E nesse cenário, em que os recursos se tornam ainda mais parcos, os modelos de gestão acomodados no repasse dos custos, mesmo justificados, não sobrevivem e simplesmente desabam. 

​Mas, também é na crise que mais se aprende, ou ao menos deveríamos. É quando sentimos a falta de algumas medidas que não só nos ajudariam a passar pela fome imperceptível, mas também, se instaladas, seriam perpetuadas, reduzindo a pressão a níveis normais. 

Essa prescrição tem caráter preventivo, terapêutico e pode ser instituída a qualquer momento. Não envolve fármacos, é baseada em dieta específica, e seu sucesso depende de aderência e da intensidade utilizada. 

​A dieta é rica em conhecimento, e para cada 100g seus 5 ingredientes são: 

20% de prevalência dos principais “problemas”. 
20% de padronização nas “condutas”. 
20% das características (fraqueza e força) do “sistema”. 
20% de pacientes na “decisão compartilhada”. 
20% de educação para todos na aquisição de “entendimento”. 
Os ingredientes são frutos que podem ser colhidos em árvores que não nascem espontaneamente​. 

Devem ser semeadas e cultivadas para que possam crescer e frutificar. Quanto mais árvores​ mais frutos. Quanto mais cedo a semeadura, mais cedo a colheita. São perenes. Alimentam a muitos. Se adaptam ao clima e à época. Mas têm um custo que o lavrador, proprietário temporário da terra, ​deve se dispor a arcar. Deve enxergar ser necessário e entender que a colheita não é pessoal, mas o plantio é. 

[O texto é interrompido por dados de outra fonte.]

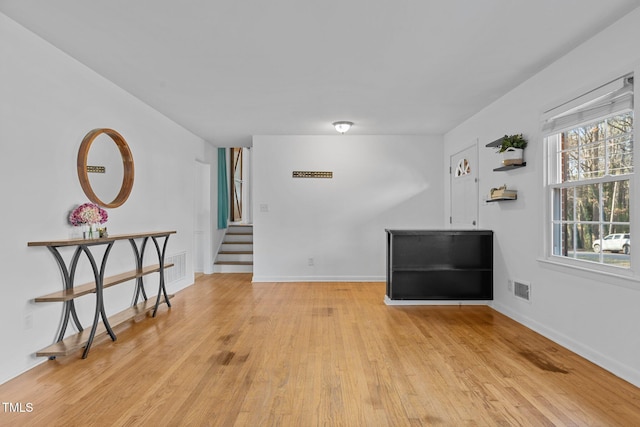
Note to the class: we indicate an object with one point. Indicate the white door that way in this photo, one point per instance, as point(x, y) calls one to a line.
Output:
point(203, 258)
point(463, 168)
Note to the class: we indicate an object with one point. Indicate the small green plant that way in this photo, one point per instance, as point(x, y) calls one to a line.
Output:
point(515, 141)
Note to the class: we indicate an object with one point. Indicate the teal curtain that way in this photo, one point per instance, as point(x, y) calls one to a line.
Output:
point(223, 189)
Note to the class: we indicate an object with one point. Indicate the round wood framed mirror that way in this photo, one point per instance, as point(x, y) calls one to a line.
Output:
point(126, 170)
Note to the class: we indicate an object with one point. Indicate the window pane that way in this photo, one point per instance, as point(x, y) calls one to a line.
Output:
point(570, 167)
point(592, 160)
point(621, 155)
point(615, 201)
point(587, 202)
point(563, 200)
point(591, 221)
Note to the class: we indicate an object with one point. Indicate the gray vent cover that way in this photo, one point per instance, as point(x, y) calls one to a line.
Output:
point(522, 290)
point(178, 271)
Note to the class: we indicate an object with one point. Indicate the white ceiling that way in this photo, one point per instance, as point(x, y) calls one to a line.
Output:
point(230, 69)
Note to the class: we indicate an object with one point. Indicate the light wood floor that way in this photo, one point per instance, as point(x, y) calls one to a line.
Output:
point(229, 353)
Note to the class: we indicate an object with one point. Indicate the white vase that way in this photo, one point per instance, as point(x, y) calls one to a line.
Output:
point(512, 156)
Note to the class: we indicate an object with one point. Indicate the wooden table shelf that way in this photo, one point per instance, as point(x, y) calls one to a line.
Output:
point(101, 324)
point(89, 288)
point(75, 342)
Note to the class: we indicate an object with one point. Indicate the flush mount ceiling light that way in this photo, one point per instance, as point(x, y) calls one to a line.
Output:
point(342, 126)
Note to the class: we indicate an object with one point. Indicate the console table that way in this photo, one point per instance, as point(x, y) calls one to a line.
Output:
point(65, 346)
point(439, 264)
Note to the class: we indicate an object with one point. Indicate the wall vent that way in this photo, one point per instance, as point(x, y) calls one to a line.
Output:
point(178, 271)
point(522, 290)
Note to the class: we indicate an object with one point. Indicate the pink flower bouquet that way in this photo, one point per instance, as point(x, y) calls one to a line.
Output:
point(88, 213)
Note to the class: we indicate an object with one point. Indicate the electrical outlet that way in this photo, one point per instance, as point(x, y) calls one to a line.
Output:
point(28, 322)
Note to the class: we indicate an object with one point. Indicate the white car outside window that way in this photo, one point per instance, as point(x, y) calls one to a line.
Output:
point(619, 242)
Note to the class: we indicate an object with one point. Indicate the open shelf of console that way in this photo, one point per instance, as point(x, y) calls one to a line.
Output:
point(101, 324)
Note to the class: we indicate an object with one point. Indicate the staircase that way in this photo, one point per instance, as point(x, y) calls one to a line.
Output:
point(236, 250)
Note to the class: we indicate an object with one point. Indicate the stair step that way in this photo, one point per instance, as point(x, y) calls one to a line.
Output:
point(234, 262)
point(244, 238)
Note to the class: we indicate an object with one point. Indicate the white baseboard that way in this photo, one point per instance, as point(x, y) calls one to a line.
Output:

Quando problemas, condutas, sistema, decisão compartilhada e entendimento estão constantemente juntos, sua individualidade é potencializada e o efeito final é a “sustentabilidade”, a “equidade”, com “poucos conflitos”. 

Sabemos, no entanto, que uma vez decididos pelo cultivo teremos que enfrentar algumas “pragas”, que ameaçam constantemente o crescimento das árvores, a colheita dos frutos e consequentemente a dieta. São elas: 

Ausência de governo na saúde e de mapeamento dos problemas. 
Diretrizes nacionais baseadas na conveniênci​a e desconhecimento. 
Descompromisso e opressão a dois sistemas conflitantes e iníquos. 
Estímulo ao marketing como forma de se aproximar dos pacientes. 
​Consumo acrítico de “receitas de bolo” nas estratégias de gestão. 
Essas “pragas” são consequências de uma mistura de incompetência, inconsequência, desconhecimento e conflitos de interesse. Sempre existirão. Podem alterar a forma na dependência da situação e do momento, adaptando-se para sobreviver e para consumir sem produzir. Em meu entendimento não se deve dar atenção a elas, e a melhor forma de combatê-las é produzindo, produzindo muito, sem parar, semeando, regando, cultivando árvores fortes, grandes, repletas de frutos, que por sua vez serão matéria-prima para uma dieta rica em “conhecimento”.

A adoção dessas medidas certamente aumenta a probabilidade de, nos próximos anos, independente de nossa humanidade, colhermos frutos pacíficos e de justiça, sustentados por Deus.